Document the use of NULs.

author: Bruno Haible <bruno@clisp.org> 2000-08-20 17:20:23 +0000
committer: Bruno Haible <bruno@clisp.org> 2000-08-20 17:20:23 +0000
commit: 1ad4108b348049bf3a4da86178fa66f5d36c6b3a (patch)
tree: df43c5baf63c8607273a5a718fcb21ac2fde4bdf /doc/gperf.texi
parent: c0eb5203949ad864470076ec23b6f348639fad2d (diff)

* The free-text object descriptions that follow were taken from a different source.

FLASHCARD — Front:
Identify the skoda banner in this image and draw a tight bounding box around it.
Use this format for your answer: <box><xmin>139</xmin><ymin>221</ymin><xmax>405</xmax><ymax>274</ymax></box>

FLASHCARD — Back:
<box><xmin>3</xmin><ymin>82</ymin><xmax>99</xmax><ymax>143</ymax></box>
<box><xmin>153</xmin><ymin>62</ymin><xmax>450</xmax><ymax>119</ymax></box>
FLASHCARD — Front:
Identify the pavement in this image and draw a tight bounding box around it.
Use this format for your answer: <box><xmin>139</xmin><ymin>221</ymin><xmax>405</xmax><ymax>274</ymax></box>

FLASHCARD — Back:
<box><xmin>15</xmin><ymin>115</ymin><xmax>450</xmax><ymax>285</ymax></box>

download: gperf-1ad4108b348049bf3a4da86178fa66f5d36c6b3a.tar.gz
1 files changed, 38 insertions, 10 deletions
diff --git a/doc/gperf.texi b/doc/gperf.texi
index 2b4caf6..93f1f23 100644
--- a/doc/gperf.texi
+++ b/doc/gperf.texi
@@ -115,6 +115,7 @@ High-Level Description of GNU @code{gperf}
 
 * Input Format::                Input Format to @code{gperf}
 * Output Format::               Output Format for Generated C Code with @code{gperf}
+* Binary Strings::              Use of NUL characters
 
 Input Format to @code{gperf}
 
@@ -259,6 +260,7 @@ efficiently identify their respective reserved keywords.
 @menu
 * Input Format::                Input Format to @code{gperf}
 * Output Format::               Output Format for Generated C Code with @code{gperf}
+* Binary Strings::              Use of NUL characters
 @end menu
 
 The perfect hash function generator @code{gperf} reads a set of
@@ -327,9 +329,9 @@ arbitrary C declarations and definitions, as well as provisions for
 providing a user-supplied @code{struct}.  If the @samp{-t} option
 @emph{is} enabled, you @emph{must} provide a C @code{struct} as the last
 component in the declaration section from the keyfile file.  The first
-field in this struct must be a @code{char *} identifier called @samp{name},
-although it is possible to modify this field's name with the @samp{-K}
-option described below.
+field in this struct must be a @code{char *} or @code{const char *}
+identifier called @samp{name}, although it is possible to modify this
+field's name with the @samp{-K} option described below.
 
 Here is a simple example, using months of the year and their attributes as
 input:
@@ -406,15 +408,18 @@ in the first column is considered a comment.  Everything following the
 @samp{#} is ignored, up to and including the following newline.
 
 The first field of each non-comment line is always the key itself.  It
-should be given as a simple name, i.e., without surrounding
-string quotation marks, and be left-justified flush against the first
-column.  In this context, a ``field'' is considered to extend up to, but
+can be given in two ways: as a simple name, i.e., without surrounding
+string quotation marks, or as a string enclosed in double-quotes, in
+C syntax, possibly with backslash escapes like @code{\"} or @code{\234}
+or @code{\xa8}. In either case, it must start right at the beginning
+of the line, without leading whitespace.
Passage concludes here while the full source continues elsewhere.